Specify all nodes that should run DataServers and TaskServers in the nodes file. Alternatively, you can define your own groups. If you only wish to evaluate Jumbo on a single node, you can leave the content of these files at “localhost”.

You can deploy Jumbo to multiple nodes using the Deploy-Jumbo.ps1 script, which will copy all Jumbo files including the configuration to $JUMBO_HOME on all the nodes. This way, $JUMBO_HOME does not need to be a network path available on all the nodes.

When deploying, you can use different configuration files for each group. To do this, create files named common.<groupname>.config, dfs.<groupname>.config and jet.<groupname>.config (replace <groupname> with the name of the group) in the same directory as Deploy-Jumbo.ps1. If any of those files does not exist for a group, that group uses the default configuration file.

Configuring the Jumbo file system

Jumbo can use the provided DFS (recommended), or can be configured to use the local file system for storage (for testing purposes).

Configuring the DFS

There are four values that you must specify in bin/dfs.config to use the DFS:

  1. Set the file system URL to the host name and port of the NameServer.
  2. Set the NameServer image directory to a local directory where the NameServer’s metadata will be stored.
  3. Set the replicationFactor to an appropriate value. It’s recommended to use 3 replicas unless you have fewer than 3 data servers (in which case set it to the number of data servers).
  4. Set the DataServer block directory to a local directory where the file data for each node will be stored.

See the dfs.config XML documentation for information on the other options that are available.

The below is an example of a typical bin/dfs.config:

<?xml version="1.0" encoding="utf-8"?>
<ookii.jumbo.dfs>
  <fileSystem url="jdfs://nameservernodename:9000"/>
  <nameServer blockSize="128MB"
              replicationFactor="3"
              imageDirectory="/jumbo/nameserver" />
  <dataServer port="9001"
              blockStoragePath="/jumbo/dataserver"/>
</ookii.jumbo.dfs>

Running without the DFS

It is not strictly required to use the Jumbo DFS to run data processing jobs. You can also use the local file system.

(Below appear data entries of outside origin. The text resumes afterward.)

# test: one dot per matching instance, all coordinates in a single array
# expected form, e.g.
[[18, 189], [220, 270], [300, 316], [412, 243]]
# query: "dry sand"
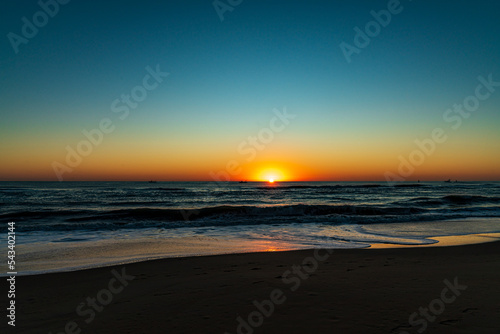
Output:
[[347, 291]]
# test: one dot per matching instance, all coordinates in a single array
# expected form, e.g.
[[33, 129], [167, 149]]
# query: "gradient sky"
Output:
[[353, 120]]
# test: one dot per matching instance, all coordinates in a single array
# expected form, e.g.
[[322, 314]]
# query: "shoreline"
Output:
[[441, 241], [350, 291]]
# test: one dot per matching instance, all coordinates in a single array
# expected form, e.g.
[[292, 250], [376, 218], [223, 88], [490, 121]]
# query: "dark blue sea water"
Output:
[[288, 215]]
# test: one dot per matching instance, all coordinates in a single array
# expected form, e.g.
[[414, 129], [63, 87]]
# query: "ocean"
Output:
[[74, 225]]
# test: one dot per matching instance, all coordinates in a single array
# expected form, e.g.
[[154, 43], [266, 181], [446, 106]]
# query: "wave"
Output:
[[250, 211], [454, 200]]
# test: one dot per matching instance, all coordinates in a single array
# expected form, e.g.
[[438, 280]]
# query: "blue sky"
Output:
[[226, 77]]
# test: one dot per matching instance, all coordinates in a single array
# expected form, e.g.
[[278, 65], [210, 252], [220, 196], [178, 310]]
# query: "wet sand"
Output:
[[451, 289]]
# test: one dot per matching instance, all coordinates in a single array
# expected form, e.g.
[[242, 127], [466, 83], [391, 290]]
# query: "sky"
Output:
[[291, 90]]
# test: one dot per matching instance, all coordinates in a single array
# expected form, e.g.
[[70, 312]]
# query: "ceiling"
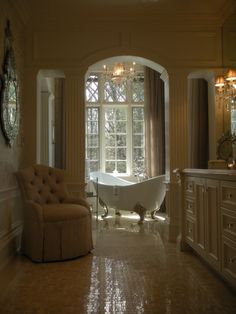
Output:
[[41, 12]]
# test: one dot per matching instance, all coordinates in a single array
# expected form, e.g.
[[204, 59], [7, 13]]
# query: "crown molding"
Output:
[[228, 9]]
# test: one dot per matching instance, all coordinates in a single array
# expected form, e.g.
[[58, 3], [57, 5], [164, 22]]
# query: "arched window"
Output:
[[114, 124]]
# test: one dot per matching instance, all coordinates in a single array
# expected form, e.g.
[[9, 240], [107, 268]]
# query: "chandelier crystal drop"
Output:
[[120, 72]]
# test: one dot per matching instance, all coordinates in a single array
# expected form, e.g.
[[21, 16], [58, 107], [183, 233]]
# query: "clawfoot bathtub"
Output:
[[120, 194]]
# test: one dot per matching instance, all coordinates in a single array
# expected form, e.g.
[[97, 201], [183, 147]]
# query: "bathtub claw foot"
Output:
[[140, 210], [105, 207], [153, 213]]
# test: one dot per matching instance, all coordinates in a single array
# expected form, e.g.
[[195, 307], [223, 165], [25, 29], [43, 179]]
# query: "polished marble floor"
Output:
[[132, 269]]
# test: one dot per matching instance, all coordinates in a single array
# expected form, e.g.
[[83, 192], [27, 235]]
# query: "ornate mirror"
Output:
[[225, 147], [9, 92]]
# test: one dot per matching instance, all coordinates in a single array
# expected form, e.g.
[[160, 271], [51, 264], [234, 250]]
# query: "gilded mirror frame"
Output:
[[9, 97]]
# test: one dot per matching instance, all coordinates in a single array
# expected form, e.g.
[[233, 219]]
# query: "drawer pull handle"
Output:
[[231, 260]]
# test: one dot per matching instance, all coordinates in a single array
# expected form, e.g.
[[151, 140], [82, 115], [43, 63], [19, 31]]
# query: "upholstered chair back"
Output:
[[43, 185]]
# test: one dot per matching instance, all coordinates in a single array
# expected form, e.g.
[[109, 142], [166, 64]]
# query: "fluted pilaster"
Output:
[[177, 146]]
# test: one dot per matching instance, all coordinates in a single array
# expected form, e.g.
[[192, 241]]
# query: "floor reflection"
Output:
[[132, 269]]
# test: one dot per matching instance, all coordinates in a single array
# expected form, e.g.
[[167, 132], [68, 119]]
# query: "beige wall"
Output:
[[10, 157]]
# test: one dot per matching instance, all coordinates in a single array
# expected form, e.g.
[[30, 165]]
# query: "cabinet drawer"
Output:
[[190, 230], [189, 206], [228, 223], [229, 259], [228, 195], [189, 186]]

To do this, modify the bin/dfs.config file and set the file system URL to file:///root/path, where /root/path is the root of the file system as visible by Jumbo. If this path is a file share accessible on every node, you can even use this when running Jumbo on multiple nodes.

Certain features are not available when the Jumbo DFS is not used. It’s generally recommended to use the Jumbo DFS instead of the local file system except for debugging purposes.

Configuring Jumbo Jet

There are two values that you must specify in bin/jet.config:

  1. Set the JobServer host name and port.
  2. Set the JobServer's job archive directory to a local directory where information about completed jobs is archived so it can be accessed after the Jumbo Jet server restarts.
  3. Set the TaskServer task directory to a local directory where configuration, task log and intermediate data files will be stored on each node.

See the jet.config XML documentation for information on the other options that are available.

The below is an example of a typical bin/jet.config:

<?xml version="1.0" encoding="utf-8"?>
<ookii.jumbo.jet>
  <jobServer hostName="jobserverhostname"
             port="9500"
             archiveDirectory="/jumbo/jobarchive"
             broadcastAddress="192.168.0.255"
             broadcastPort="9550" />
  <taskServer port="9501"
              taskDirectory="/jumbo/taskserver"
              taskSlots="2"
              fileServerPort="9502"
              fileServerMaxConnections="4"
              immediateCompletedTaskNotification="true"/>
  <fileChannel memoryStorageSize="2GB"
               spillBufferSize="100MB"/>
  <mergeRecordReader maxFileInputs="10"/>
</ookii.jumbo.jet>

Now, you are ready to run Jumbo on your cluster.